Mildew control key to successful poppy crops in northern Tasmania
A preventative fungicide program that successfully controls both leaf and systemic downy mildew is the backbone of a successful poppy crop for northern Tasmanian grower, Ben Morrison.
Mr Morrison, who farms at Evandale, south-east of Launceston, said poppies were a finicky crop but could be very rewarding if grown properly. “Some people just don't have the patience for them but if they're treated right, they'll treat you right,” he said. “Our biggest challenge where we are is it's wet and with that comes disease."
In the past, leaf downy mildew was the major issue but that changed in 2014 with systemic downy mildew appearing in crops and causing considerable damage.
“Leaf downy is ok because we just have a set programme on that, but the systemic downy mildew is the scary one. It's an evil we've learned to live with but we're not able to eradicate it.”
Mr Morrison said systemic downy mildew was soil borne or seed borne and could be fatal to plants and crops if left unchecked. Last season, the decision was made to apply ORONDIS® Flexi fungicide from Syngenta to control systemic downy mildew.
“We used ORONDIS® Flexi as our big hitter,” Mr Morrison said.
ORONDIS® Flexi, utilises complementary modes of action to help maximise the yield potential of poppy crops.
“ORONDIS® Flexi contains two active ingredients which work together to provide control of both types of downy mildew,” said Syngenta Territory Sales Manager Wayne Richardson.
“It gives very high levels of control and when used as a preventative option, keeps poppies free of disease at a critical time of the season,” Mr Richardson said.
“Having dual activity, there is no need to tank mix with other products.”

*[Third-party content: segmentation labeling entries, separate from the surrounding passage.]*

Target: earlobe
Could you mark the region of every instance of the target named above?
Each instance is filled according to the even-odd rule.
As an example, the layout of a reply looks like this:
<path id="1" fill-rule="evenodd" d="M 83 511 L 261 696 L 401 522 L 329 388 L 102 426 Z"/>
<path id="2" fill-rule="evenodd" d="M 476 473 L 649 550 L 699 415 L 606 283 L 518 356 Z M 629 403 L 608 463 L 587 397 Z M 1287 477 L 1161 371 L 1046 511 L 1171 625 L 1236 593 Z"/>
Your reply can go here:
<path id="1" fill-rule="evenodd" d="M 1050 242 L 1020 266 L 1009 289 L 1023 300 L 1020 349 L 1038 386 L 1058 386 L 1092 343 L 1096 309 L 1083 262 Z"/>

Last season Mr Morrison applied ORONDIS® Flexi four weeks prior to flowering when there was enough leaf area in the crop to take up the fungicide and move systemically through the plant.

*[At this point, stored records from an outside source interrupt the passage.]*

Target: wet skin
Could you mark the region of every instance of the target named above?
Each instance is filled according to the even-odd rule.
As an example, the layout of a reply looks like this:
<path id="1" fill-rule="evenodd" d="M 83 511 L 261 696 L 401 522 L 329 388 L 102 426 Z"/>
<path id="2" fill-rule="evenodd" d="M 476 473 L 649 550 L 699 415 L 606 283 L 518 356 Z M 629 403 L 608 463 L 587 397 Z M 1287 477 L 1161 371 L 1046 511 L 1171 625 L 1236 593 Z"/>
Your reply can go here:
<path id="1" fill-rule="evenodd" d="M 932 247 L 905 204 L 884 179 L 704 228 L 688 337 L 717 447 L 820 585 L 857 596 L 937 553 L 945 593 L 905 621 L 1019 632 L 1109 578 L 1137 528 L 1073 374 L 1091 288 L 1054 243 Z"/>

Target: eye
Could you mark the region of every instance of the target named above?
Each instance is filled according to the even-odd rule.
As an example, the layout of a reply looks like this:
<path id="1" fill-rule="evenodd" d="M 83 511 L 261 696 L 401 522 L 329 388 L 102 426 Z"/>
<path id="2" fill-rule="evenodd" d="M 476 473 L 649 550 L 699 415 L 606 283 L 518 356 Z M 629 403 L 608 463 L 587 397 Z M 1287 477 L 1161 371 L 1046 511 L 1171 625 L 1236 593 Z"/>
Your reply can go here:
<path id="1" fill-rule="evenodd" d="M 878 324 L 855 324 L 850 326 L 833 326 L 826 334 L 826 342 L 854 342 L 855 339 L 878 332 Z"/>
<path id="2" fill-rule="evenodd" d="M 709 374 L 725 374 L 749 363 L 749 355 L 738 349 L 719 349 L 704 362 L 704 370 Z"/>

“Last year ORONDIS® Flexi went on and we had confidence in it, and it just sorted everything through to the end." Mr Morrison said there was an option to use two applications of ORONDIS® Flexi through the season, but as last season finished early, it wasn’t needed.
He said systemic downy mildew was there to stay and they were looking at extending rotations, working on hygiene and being careful with their chemistry. The lower demand for poppies this season has also helped their rotations.
“Generally, we grow a hundred to a hundred and fifty hectares and this year we cut back to forty hectares. It's a good excuse for us to push our rotations out a bit and try to get the benefit in the long run.”
“We rotate poppies one in four years at the moment, just because we're pushing it, but after this year, we'll be able to push a few paddocks out to one in five, which will be good."